Haritanın evveliyatı ise 1916 yılına dayanır. Adı ise Skyes-Picot haritasıdır.
Şöyle ki;
Birinci Dünya savaşı sırasında Osmanlı Devleti’ni parçalamak isteyen Avrupalıların 5 temel hedefi vardı.
1. Balkanlardaki Hıristiyan milletleri Osmanlı hâkimiyetinden kurtarmak, (Başardılar)
2. Osmanlı Devleti içindeki Hıristiyanlar için reform istemek ve onların lehine Osmanlı Hükümeti nezdinde müdahalelerde bulunmak, (Başardılar)

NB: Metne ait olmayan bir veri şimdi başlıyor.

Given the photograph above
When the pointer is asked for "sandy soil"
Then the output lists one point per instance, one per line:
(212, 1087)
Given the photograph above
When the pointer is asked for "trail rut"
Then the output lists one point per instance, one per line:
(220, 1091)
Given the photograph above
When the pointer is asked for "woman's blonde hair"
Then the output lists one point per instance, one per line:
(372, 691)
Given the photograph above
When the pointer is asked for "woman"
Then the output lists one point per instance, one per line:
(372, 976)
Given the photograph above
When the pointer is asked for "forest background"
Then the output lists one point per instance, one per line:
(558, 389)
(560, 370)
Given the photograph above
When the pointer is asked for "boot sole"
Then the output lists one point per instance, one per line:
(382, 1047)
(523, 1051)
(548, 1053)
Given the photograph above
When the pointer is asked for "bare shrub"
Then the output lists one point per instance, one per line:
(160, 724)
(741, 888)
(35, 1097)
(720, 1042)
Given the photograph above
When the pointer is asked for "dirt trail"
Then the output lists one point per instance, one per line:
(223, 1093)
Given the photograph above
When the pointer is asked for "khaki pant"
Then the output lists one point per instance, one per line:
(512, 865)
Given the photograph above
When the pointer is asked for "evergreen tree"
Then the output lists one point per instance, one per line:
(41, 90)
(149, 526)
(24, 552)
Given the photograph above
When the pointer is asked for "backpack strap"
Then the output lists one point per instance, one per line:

3. Türkleri Balkanlardan atmak, ( Başardılar)
4. Osmanlı Devleti’nin Asya toprakları üzerinde yaşayan Hıristiyan azınlıklar lehine reformlar yaptırmak, muhtariyetler elde ettirmek ve mümkünse istiklallerine kavuşturmak, (Başardılar)
5. Anadolu’yu parçalamak ve Türkleri buradan çıkarmak. (BAŞARMAK İÇİN DELİ GİBİ ÇALIŞMAKTALAR)
Bunun için sık sık yapılan gizli görüşmeler sonucu bir de antlaşma imzalandı. 1916 tarihli bu antlaşmanın adı Skyes-Picot idi. Bu antlaşma; esas itibarıyla, Osmanlı Devleti’nin Asya’daki topraklarının paylaşılmasını öngörüyordu. Buna göre; antlaşmaya taraf olan Rusya, Erzurum, Van, Bitlis vilayetleri ile Güneydoğu Anadolu’nun bir kısmını, İngiltere, Mezopotamya’nın tamamı ile bütün Akka ve Hayfa limanlarını, Fransa’da Suriye kıyıları, Kilikya bölgesini, Harput ve havalisini alacaklardı. İngiliz ve Fransız nüfuz bölgelerinde bir Arap devleti veya konfederasyonu kurulacak, Filistin milletlerarası bir idareye tabi tutulacaktı.
Şimdi; o tarihte bu antlaşma ile çizile haritaya bakarsanız eğer, Peters’in çizdiği harita ile arasında pek bir fark olmadığını göreceksiniz. Skyes-Picot antlaşmasında Rusya’ya verilen topraklar da Kürdistan gözüküyor. Ve yine bir tespitin altını çizmekte yarar var. Büyük devletlerin bu şekilde plânları 100 yıllık olur. İç hukuku ve onunla ilgili yapılacak reform plânları ise 50 yıllık olur. Her eksilen bir yıl için de artı plânlar yapılır. Ve yine bir tespit “I. Dünya savaşında ABD mi vardı?” derseniz eğer “Evet vardı” derim size. Hem de başından bu güne kadar. Muhatabımız halen Lozan Antlaşmasını tanımayan ABD ve onun ağabeyi olan İngiltere’dir…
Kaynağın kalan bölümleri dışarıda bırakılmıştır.